Lancée il y a deux ans, Choukran compte deux restaurants à Paris. L’enseigne amorce désormais son développement en franchise, avec l’ambition de devenir une référence sur le marché de la cuisine marocaine.
« Il existe plus de 3 000 restaurants marocains en France. S’il y en a autant, cela signifie qu’il y a un marché et surtout une rétention client, explique Otto Nijdam, ancien patron d’un restaurant japonais. Nous nous sommes rendu compte qu’il n’existait aucune marque de référence, comme Big Mamma a pu le faire dans d’autres cuisines. C’est de ce constat qu’est née l’idée de créer Choukran. »
Avec une cinquantaine de places assises, les deux restaurants réalisent environ un million d’euros de chiffre d’affaires chacun. Dès le début, les fondateurs ont conçu leurs process opérationnels dans le but de les dupliquer pour la franchise : « Nous travaillons avec des bains-marie, un poste chaud, un poste froid, un travail au poste, comme McDonald’s ou Pokawa.

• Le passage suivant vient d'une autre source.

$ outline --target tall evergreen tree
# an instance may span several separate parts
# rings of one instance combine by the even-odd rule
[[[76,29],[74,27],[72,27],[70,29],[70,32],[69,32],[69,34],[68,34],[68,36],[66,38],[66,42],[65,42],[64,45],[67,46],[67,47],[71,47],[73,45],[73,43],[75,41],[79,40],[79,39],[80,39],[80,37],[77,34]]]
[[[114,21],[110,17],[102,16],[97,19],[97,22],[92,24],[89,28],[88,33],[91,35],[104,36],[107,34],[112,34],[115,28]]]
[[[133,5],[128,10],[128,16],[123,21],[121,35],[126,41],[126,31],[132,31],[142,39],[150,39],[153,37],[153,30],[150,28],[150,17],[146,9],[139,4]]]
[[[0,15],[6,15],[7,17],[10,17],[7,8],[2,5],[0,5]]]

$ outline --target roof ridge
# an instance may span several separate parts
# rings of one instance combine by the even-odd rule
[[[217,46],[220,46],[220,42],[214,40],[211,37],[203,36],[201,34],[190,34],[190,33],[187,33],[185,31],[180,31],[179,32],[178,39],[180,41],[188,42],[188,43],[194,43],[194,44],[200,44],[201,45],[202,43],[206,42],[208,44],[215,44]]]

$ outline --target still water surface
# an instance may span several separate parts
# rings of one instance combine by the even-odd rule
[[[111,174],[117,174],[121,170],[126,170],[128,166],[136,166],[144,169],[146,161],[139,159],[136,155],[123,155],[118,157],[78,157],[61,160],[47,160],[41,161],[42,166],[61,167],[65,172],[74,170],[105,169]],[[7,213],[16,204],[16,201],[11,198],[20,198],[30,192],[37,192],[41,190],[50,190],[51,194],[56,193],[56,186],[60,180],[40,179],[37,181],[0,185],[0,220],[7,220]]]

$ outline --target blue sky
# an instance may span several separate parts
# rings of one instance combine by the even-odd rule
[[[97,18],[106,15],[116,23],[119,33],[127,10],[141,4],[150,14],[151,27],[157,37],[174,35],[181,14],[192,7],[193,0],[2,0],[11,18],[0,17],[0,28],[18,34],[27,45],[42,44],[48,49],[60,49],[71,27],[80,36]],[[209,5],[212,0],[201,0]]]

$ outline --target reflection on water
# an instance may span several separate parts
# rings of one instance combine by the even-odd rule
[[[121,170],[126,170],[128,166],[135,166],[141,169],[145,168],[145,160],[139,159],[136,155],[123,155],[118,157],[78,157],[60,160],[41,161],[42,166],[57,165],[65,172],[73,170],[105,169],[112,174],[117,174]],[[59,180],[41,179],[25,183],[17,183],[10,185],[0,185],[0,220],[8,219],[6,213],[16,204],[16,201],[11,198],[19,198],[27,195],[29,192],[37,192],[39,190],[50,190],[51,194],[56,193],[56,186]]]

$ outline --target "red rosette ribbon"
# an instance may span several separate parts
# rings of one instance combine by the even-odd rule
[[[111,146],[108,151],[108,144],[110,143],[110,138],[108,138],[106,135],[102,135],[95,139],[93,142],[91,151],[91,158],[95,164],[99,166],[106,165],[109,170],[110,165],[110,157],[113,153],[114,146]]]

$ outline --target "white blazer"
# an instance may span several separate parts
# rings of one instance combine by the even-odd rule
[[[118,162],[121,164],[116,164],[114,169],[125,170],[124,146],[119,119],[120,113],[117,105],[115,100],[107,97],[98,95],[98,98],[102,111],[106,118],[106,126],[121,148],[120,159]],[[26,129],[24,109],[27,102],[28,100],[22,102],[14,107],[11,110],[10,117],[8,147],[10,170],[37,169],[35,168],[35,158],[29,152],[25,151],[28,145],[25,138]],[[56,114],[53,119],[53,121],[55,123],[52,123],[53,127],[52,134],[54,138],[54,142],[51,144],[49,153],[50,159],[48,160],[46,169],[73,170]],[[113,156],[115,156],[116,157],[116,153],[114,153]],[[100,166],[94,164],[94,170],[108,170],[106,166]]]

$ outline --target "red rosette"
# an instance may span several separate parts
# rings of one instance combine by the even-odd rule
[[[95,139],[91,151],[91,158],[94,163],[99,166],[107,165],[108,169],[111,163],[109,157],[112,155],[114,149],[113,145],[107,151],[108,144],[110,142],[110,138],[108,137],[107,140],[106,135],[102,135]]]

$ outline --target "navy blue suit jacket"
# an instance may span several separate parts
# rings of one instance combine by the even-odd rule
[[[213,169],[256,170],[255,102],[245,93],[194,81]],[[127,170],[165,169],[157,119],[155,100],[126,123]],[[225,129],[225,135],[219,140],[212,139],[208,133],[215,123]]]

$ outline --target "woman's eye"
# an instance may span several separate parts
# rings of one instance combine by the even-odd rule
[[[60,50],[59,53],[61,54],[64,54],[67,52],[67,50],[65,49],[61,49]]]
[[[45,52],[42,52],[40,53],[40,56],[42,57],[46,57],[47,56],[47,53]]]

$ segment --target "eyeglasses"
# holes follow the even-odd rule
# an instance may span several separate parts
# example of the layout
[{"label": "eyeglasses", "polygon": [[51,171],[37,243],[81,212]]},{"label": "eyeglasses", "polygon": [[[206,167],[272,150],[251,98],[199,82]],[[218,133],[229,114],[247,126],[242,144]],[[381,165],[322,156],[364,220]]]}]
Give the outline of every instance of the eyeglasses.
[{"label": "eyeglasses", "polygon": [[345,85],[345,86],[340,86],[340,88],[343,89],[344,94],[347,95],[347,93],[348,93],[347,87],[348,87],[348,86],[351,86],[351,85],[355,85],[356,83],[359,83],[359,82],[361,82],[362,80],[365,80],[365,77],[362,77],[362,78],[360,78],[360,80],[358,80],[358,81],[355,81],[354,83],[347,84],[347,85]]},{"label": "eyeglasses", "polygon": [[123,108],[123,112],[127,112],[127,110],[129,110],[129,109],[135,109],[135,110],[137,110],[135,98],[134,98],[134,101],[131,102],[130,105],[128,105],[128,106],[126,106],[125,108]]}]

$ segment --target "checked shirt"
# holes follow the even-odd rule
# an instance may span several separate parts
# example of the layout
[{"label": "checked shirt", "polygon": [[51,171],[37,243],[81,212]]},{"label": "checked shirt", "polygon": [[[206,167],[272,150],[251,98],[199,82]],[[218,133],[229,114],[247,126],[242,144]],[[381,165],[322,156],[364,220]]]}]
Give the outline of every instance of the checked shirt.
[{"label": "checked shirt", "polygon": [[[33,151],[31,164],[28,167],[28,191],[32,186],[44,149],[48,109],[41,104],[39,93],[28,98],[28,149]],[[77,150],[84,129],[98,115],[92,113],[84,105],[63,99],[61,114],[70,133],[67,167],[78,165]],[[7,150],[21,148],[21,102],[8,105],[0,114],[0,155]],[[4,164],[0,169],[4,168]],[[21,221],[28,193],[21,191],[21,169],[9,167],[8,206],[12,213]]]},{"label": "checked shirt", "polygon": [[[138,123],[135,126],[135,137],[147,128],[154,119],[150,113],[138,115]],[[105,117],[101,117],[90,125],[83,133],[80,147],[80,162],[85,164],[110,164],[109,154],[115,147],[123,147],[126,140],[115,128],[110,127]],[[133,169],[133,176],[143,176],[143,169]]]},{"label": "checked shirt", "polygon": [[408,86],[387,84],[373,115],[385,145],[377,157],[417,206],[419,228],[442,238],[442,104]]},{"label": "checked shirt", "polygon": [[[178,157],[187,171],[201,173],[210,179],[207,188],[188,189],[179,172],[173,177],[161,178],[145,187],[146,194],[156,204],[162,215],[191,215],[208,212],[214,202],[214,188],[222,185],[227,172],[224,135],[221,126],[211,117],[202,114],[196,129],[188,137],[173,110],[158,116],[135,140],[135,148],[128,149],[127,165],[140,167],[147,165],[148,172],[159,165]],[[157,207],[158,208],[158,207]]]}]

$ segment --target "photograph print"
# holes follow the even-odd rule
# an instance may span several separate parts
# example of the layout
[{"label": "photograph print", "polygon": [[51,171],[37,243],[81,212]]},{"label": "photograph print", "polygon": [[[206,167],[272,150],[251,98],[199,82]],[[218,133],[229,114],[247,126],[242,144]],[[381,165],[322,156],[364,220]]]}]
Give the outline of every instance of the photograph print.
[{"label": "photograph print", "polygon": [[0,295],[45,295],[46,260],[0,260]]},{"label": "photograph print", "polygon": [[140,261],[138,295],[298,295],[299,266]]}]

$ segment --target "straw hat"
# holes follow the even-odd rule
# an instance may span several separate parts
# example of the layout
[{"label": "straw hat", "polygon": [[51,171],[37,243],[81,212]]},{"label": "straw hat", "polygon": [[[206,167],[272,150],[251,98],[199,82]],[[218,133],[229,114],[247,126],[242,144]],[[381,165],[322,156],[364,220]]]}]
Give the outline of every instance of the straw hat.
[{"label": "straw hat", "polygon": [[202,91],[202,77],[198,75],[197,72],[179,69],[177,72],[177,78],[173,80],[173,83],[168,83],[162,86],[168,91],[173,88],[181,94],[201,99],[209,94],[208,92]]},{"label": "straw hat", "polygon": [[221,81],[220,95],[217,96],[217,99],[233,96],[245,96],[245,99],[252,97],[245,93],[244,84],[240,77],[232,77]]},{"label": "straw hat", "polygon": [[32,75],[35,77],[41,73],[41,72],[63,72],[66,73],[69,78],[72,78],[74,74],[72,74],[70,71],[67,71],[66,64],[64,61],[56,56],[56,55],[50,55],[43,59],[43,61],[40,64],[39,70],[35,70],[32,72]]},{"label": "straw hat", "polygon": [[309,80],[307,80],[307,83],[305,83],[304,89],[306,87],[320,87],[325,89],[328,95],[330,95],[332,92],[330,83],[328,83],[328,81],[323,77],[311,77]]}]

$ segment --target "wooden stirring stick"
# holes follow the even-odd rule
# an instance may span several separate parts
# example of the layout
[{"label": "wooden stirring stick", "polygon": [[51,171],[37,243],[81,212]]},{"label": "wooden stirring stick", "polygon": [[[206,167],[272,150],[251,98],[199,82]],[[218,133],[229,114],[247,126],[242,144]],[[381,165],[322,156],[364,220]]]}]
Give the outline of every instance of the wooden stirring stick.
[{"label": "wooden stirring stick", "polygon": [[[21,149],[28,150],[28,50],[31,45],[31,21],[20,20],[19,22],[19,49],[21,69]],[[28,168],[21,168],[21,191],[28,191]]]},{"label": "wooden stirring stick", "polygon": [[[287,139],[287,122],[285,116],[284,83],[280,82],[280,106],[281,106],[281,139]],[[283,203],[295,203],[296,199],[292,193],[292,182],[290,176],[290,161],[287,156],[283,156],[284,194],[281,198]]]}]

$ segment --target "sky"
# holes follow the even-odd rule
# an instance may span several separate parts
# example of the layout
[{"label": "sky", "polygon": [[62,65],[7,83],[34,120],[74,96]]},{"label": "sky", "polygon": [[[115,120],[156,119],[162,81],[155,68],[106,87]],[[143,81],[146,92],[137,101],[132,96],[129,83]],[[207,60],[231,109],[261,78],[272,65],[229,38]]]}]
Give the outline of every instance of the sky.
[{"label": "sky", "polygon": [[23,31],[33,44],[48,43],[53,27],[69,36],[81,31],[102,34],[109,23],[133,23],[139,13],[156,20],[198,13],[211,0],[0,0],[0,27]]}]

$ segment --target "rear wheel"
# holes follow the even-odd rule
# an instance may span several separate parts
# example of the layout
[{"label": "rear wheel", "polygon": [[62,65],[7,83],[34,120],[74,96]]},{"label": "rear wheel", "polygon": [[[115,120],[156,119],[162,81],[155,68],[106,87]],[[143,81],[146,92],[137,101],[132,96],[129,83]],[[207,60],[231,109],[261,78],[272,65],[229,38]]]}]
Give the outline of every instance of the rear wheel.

L’objectif est de pouvoir scaler tout en gardant la qualité, avec des équipes capables de débiter rapidement. »
L’apport personnel demandé se situe entre 120 000 et 150 000 euros, pour un investissement global d’environ 500 000 euros. À horizon cinq ans, Choukran vise une trentaine de points de vente, dont environ 90 % en franchise.